I POSSIBILI CORRETTIVI Nel caso della riforma delle pensioni non c'era bisogno di attuare un innalzamento così brusco dell'età minima di pensionamento. Sarebbe bastato rideterminare gli importi pensionistici applicando riduzioni attuariali, pari a circa il 2-3 per cento in meno per ogni anno di pensionamento precedente al raggiungimento della nuova età richiesta. Al tempo stesso, si poteva chiedere ai datori di lavoro di versare i contributi sociali per questi lavoratori fino a quando avessero maturato il diritto a una pensione piena. Al di là del caso degli esodati, la riforma non tiene conto delle grandi differenze nei livelli di produttività e nei programmi di vita dei lavoratori anziani. Alcuni svolgono mansioni in cui sono altamente produttivi e motivati, altri magari, anche per ragioni famigliari, preferiscono ritirarsi dalla vita attiva pur sapendo che così facendo percepiranno una pensione più bassa.
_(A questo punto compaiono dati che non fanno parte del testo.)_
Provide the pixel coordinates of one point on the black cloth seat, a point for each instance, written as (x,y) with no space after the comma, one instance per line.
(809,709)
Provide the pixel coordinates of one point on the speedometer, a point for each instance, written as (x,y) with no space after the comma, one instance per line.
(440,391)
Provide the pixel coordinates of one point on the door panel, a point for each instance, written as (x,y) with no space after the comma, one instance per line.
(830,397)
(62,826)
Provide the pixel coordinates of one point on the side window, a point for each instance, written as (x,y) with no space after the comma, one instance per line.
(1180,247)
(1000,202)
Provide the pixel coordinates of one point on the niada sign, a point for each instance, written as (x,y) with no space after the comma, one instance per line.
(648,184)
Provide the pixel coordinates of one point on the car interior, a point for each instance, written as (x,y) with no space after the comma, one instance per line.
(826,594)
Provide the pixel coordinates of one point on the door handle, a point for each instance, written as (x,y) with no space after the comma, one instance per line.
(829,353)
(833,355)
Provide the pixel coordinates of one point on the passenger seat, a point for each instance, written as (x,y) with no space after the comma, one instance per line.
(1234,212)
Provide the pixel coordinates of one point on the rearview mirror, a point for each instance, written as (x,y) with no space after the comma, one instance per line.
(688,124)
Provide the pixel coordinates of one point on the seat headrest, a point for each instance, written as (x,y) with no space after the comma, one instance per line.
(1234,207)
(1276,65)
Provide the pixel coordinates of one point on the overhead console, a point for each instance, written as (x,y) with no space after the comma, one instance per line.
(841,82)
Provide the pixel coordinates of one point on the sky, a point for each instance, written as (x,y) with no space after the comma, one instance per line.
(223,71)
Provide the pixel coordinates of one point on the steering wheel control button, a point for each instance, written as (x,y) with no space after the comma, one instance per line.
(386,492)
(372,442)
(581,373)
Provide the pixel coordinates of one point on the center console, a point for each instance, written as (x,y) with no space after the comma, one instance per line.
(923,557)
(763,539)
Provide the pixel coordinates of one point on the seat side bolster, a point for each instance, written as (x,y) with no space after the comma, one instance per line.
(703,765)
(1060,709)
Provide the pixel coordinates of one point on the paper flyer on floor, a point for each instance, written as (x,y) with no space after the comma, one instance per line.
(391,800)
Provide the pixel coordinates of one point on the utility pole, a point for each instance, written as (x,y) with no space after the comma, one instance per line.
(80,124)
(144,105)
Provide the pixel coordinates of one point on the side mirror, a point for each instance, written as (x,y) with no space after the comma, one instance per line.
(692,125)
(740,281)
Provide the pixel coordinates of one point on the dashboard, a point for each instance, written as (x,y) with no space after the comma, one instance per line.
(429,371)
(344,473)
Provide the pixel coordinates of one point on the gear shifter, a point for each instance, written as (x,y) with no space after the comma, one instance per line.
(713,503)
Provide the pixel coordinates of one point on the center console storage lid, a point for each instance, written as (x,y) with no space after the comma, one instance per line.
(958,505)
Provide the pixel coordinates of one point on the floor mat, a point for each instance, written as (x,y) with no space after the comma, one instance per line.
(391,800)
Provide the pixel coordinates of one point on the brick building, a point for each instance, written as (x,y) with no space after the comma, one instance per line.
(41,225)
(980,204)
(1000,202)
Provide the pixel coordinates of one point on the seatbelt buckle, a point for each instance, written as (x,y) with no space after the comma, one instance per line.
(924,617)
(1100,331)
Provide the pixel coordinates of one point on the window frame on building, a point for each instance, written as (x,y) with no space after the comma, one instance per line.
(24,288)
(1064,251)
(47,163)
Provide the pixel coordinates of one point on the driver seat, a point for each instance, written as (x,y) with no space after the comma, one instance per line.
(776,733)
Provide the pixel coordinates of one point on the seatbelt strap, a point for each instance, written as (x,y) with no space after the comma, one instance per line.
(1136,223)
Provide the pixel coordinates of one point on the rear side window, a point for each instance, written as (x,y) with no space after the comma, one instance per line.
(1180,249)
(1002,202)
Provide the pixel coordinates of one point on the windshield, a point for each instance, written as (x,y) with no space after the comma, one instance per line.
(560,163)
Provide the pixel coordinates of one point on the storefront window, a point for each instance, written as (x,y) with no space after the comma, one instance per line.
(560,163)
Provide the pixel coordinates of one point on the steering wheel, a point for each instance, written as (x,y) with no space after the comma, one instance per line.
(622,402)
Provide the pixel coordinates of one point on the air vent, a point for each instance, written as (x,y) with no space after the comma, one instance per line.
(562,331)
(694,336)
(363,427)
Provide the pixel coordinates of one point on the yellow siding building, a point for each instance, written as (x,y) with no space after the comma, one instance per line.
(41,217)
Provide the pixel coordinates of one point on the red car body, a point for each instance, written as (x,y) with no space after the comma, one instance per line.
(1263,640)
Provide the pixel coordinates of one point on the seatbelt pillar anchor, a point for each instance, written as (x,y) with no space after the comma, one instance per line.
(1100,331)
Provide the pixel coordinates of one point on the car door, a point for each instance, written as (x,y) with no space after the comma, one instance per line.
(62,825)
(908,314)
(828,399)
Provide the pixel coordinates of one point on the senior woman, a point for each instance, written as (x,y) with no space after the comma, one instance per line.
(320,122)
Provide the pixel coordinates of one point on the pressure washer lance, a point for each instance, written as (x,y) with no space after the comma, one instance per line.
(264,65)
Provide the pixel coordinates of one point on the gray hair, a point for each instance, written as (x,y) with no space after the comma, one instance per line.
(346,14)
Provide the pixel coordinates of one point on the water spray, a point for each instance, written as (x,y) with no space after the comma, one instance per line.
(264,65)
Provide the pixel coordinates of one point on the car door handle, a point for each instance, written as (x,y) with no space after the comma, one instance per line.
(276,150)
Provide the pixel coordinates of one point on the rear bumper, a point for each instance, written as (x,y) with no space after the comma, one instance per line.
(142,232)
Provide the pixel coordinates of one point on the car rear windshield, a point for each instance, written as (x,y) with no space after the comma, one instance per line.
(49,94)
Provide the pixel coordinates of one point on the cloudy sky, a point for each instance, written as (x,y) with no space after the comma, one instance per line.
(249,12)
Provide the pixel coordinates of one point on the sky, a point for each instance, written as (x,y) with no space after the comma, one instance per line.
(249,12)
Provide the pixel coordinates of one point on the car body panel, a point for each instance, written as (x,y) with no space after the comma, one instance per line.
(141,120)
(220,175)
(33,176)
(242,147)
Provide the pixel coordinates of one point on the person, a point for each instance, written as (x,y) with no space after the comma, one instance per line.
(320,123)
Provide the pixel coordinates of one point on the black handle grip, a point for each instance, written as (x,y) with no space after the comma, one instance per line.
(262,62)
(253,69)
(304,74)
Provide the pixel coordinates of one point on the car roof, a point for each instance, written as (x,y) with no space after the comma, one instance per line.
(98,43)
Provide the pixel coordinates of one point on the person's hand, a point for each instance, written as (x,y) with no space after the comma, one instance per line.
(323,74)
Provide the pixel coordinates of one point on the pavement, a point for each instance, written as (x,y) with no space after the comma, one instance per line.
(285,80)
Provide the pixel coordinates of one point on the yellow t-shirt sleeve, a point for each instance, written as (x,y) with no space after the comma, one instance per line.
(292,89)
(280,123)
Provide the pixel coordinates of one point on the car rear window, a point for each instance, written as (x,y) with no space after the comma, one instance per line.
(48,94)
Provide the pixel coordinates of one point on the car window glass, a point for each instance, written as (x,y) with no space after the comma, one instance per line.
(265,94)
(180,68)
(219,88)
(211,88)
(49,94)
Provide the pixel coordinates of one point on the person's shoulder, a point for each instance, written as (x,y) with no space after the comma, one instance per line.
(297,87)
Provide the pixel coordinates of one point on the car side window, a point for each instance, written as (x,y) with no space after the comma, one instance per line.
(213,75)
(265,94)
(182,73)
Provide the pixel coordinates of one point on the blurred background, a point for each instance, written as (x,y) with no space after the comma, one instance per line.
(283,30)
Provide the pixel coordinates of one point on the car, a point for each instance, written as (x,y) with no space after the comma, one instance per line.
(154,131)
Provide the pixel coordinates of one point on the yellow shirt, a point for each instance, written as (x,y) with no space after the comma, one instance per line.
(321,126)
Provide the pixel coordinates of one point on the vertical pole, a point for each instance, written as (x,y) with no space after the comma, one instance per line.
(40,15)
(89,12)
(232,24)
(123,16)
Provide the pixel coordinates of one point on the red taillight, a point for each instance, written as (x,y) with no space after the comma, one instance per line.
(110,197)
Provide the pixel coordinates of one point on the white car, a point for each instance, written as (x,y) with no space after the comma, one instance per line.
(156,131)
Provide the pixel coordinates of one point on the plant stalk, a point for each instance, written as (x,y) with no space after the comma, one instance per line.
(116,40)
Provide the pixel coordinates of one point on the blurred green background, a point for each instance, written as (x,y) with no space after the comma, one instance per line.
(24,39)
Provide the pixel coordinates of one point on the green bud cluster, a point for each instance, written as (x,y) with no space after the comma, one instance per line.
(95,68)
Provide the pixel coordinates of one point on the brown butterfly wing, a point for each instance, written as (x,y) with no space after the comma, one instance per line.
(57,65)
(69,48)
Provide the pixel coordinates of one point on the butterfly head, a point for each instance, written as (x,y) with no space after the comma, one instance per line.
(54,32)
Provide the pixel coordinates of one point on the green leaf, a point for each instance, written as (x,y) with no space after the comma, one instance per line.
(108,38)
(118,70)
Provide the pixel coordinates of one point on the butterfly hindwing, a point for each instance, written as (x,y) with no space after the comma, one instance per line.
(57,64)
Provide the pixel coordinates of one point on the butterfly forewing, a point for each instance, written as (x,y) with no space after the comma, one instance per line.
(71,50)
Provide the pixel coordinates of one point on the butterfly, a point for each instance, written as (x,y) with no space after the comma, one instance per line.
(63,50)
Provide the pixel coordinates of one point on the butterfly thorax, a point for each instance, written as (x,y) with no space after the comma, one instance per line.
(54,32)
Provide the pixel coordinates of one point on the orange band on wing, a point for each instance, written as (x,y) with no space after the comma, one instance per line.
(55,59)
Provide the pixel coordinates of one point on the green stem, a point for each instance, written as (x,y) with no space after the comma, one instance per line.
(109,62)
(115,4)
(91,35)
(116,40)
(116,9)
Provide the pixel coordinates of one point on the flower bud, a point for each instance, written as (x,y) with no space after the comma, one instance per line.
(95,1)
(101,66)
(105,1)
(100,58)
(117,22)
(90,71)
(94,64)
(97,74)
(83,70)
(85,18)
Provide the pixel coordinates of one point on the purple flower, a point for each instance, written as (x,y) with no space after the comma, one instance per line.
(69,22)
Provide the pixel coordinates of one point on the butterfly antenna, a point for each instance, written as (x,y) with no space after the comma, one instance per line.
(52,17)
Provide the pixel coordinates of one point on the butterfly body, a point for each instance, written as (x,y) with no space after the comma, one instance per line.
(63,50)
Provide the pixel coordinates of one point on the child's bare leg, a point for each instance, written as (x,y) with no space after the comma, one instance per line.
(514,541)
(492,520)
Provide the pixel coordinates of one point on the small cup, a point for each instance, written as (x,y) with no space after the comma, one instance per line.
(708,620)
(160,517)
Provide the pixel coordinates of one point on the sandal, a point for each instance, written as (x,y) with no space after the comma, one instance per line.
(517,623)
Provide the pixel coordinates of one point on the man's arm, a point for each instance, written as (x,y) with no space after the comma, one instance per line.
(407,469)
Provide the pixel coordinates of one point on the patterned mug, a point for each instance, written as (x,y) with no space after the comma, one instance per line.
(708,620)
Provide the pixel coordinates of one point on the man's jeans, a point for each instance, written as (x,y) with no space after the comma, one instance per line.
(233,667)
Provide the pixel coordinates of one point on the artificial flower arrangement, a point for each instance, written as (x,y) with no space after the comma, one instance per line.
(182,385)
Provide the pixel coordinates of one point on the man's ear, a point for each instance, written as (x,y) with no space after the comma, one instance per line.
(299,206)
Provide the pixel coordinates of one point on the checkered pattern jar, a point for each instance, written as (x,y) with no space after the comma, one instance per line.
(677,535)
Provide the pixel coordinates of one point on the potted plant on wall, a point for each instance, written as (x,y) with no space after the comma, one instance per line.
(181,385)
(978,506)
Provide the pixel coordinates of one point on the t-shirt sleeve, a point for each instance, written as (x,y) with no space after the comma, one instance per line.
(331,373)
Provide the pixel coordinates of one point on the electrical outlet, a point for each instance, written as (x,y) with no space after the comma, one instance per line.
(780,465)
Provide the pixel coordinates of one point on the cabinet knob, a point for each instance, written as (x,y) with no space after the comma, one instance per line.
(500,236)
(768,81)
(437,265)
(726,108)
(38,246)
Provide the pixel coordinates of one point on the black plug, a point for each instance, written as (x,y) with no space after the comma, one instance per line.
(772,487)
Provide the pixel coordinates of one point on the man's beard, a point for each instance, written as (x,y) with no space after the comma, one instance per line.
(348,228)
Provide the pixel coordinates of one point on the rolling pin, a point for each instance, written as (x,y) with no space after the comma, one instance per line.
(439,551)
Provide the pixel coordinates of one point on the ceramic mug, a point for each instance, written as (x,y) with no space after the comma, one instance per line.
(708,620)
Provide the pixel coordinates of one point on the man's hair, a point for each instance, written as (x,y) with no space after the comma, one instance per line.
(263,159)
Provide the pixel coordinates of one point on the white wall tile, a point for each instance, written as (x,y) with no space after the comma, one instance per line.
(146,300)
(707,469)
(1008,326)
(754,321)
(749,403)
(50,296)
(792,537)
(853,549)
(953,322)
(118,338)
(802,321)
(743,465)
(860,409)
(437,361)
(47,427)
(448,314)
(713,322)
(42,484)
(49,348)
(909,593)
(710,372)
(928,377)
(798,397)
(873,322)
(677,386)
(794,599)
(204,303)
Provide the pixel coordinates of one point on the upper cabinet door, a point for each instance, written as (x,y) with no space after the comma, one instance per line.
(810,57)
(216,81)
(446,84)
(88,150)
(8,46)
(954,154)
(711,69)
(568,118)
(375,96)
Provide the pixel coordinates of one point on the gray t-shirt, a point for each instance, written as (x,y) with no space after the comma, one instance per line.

Un sistema pensionistico sostenibile può permettere scelte diverse sull'età di pensionamento, posto che chi va in pensione prima (ricevendo un assegno per un periodo più lungo) deve incassare somme più basse. La riforma Fornero invece ha costretto anche quei lavoratori che avrebbero accettato una decurtazione della propria pensione pur di uscire prima a posticipare il pensionamento. Specie in un momento così difficile per il nostro mercato del lavoro sarebbe stato meglio garantire maggiore flessibilità nei piani di pensionamento. Bisognava anche abolire i ricongiungimenti onerosi, permettendo ai lavoratori di totalizzare i contributi versati una volta raggiunti i requisiti per la pensione di vecchiaia. La riforma del lavoro avrebbe dovuto creare un vero canale di ingresso nel mercato occupazionale, modulando i costi di licenziamento in modo tale da renderli gradualmente crescenti con l'anzianità aziendale. Così si sarebbe potuto anche evitare di toccare il regime dei licenziamenti proprio nel mezzo di una recessione.